Most forecasters expect continued improvement in 2012, though the European debt crisis and slowing demand from China and other markets could affect growth. “The most likely forecast for U.S. manufacturing is for positive but moderating output growth,” said Cliff Waldman, economist at the Manufacturers Alliance for Productivity and Innovation.
Manufacturing’s impact is showing up in freight volumes. Bob Costello, chief economist at the American Trucking Associations, credited “solid manufacturing output” and inventory restocking for a 6.8 percent jump in the ATA’s seasonally adjusted For-Hire Truck Tonnage Index in December.
The Association of American Railroads said U.S. carload volume rose 1.1 percent and intermodal volume was up 0.4 percent year-over-year in the first three weeks of 2012, despite decreases in bulk grain. Percentage increases were highest for carload shipments of metallic ores, up 24.2 percent through Jan. 21; petroleum products, up 22.4 percent; and motor vehicles and equipment, which rose 15.6 percent.
Freight transportation may see additional gains in automotive traffic this year. Industry analyst WardsAuto raised its forecast for U.S. light-vehicle production this year to 14.5 million units, a level that would be up 10.5 percent from 2011 and the highest since 15 million vehicles were produced in 2007.
Automakers are ramping up production in U.S. plants. Hyundai said it is maxed out on capacity at its Alabama assembly plant, which produced 338,000 Sonatas and Elantras last year. Detroit’s Big Three automakers General Motors, Ford and Chrysler have said they plan to spend a total of more than $15 million to expand their U.S. operations.
Seeking relief from the strong yen, Japanese automakers Toyota, Honda and Nissan are expanding U.S. capacity with the intention of exporting to other regions.
“We’re looking for opportunities to export more North American models,” Yoshimi Inaba, president of Toyota’s North American operations, said at the North American International Auto Show in Detroit in January. Inaba said Toyota’s export of 100,000 cars from North America in 2011 “is just the beginning.”
German automakers also are increasing U.S. capacity. Volkswagen recently opened a new plant in Chattanooga, Tenn., and is considering construction of a second one to produce Audi vehicles. BMW, a major customer of the Port of Charleston, is expanding its South Carolina assembly plant.
Growth in auto sales and production means more freight for motor carriers and railroads. Like their U.S. counterparts, foreign-based automakers rely mostly on clusters of U.S. suppliers but source many components from other countries.
Factory goods joined refrigerated foodstuffs as key contributors to last year’s estimated 5.4 percent increase in U.S. containerized exports. Journal of Commerce Economist Mario O. Moreno’s December forecast for 2012 called for a 3.8 percent increase.
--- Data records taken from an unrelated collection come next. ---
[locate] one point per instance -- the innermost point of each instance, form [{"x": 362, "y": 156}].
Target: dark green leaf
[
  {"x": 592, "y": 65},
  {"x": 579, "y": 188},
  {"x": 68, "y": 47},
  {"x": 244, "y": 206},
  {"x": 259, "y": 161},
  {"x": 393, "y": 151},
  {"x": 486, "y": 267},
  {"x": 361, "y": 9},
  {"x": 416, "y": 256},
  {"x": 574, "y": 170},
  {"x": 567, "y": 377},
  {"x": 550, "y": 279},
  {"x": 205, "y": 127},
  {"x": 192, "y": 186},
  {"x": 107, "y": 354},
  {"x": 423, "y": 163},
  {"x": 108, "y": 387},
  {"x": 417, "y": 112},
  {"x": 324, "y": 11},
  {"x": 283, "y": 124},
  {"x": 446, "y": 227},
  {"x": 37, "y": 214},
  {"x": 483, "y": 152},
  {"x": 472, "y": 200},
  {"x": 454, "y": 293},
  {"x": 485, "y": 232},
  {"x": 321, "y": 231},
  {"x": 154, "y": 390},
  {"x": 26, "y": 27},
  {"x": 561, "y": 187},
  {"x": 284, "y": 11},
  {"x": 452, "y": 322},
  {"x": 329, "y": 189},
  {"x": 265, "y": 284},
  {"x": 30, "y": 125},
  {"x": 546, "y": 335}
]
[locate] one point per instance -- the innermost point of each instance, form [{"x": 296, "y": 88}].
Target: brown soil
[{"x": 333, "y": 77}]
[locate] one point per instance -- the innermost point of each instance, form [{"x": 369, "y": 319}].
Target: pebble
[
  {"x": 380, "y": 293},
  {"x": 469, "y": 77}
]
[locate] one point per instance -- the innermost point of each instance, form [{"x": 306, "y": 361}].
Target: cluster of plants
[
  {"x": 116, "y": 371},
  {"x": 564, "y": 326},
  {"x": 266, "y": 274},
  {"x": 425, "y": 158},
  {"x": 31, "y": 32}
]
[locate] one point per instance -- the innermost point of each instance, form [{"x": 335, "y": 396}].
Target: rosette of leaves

One of the highlights in last year’s export volume was shipments of U.S.-made agricultural machines and parts. Through last November, exports of these goods totaled 51,998 20-foot equivalent units, up 54.5 percent from the 12-month total in 2010.
“We’re looking for further improvement in the year ahead as a result of some pickup in overall economic conditions and a global farm sector that shows every sign of continuing to charge ahead,” Susan Karlix, manager of investor relations at equipment maker Deere, said at the company’s earnings announcement in November.
However, Europe’s sovereign debt crisis could affect demand for U.S. factory goods, especially if banks tighten credit. “This is a small planet, and things knock into each other very easily,” Waldman said.
U.S. manufacturing numbers closed 2011 strongly. Manufacturers’ orders for goods expected to last at least three years rose 3 percent, led by gains for cars, commercial airplanes, machinery, communications equipment and primary metals.
The improved numbers are driven by post-recession inventory restocking and by U.S. manufacturers’ investments in overseas markets, Waldman said.
“Manufacturers, particularly the larger ones, invested heavily in large emerging markets — China, India, Brazil — that were hit by the global downturn but came back faster and in a more pronounced way than many people expected,” he said.
Waldman expects U.S. manufacturing growth to slacken as inventory levels return to equilibrium and global economic growth slows. “But we don’t see a global recession,” he said. “Global growth is slowing, and business equipment investment is slowing, but both seem likely to stay north of zero.”